OpenAI’s Sora represents the cutting edge of GenAI technology, as it can generate videos and interactive 3D environments on demand. It is a significant milestone in the field.
Interestingly, the groundwork for Sora came from an AI model architecture known as the diffusion transformer, which made its debut in AI research some years ago (source).
The diffusion transformer, also powering Stability AI’s latest image generator Stable Diffusion 3.0, is poised to revolutionize the GenAI field by enabling models to scale up beyond previous limits.
In June 2022, Saining Xie, a computer science professor at NYU, initiated the research project that led to the creation of the diffusion transformer. Teaming up with William Peebles, who worked as an intern at Meta’s AI research lab and now co-leads Sora at OpenAI, Xie combined the concepts of diffusion and transformer in this innovative model.
The typical AI-powered media generators, like OpenAI’s DALL-E 3, utilize a diffusion process to produce various media types such as images, videos, and music. This involves gradually adding noise to media until it becomes unrecognizable, creating a dataset of noisy media that the model then learns to refine to achieve the desired output.
Transformers, as seen in models like GPT-4 and ChatGPT, excel in complex reasoning tasks due to their attention mechanism, which analyzes input data and generates output by weighing the relevance of each input element.

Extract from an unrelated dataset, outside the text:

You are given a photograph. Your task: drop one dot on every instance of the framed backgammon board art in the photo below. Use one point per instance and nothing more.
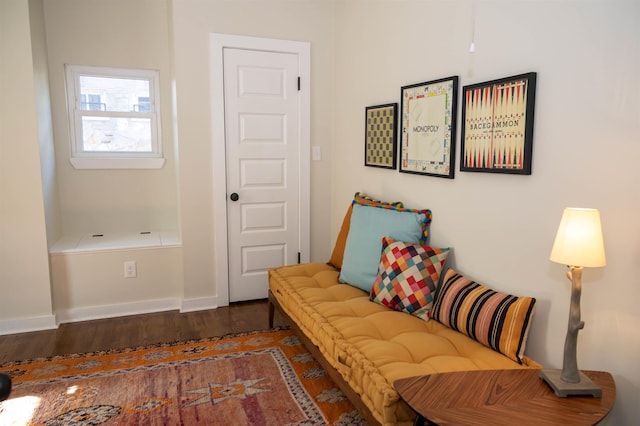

Transformers have been shown to enhance scalability and performance in models like Sora, allowing them to process vast amounts of data and utilize extensive parameters to achieve remarkable results.
With the advancements in diffusion transformers demonstrated by projects like Sora, it is clear that transformers are replacing U-Nets in diffusion models for increased efficiency and scalability.
These innovations in diffusion transformers have paved the way for more efficient and scalable models like Sora and Stable Diffusion 3.0, hinting at a promising future for AI-generated content.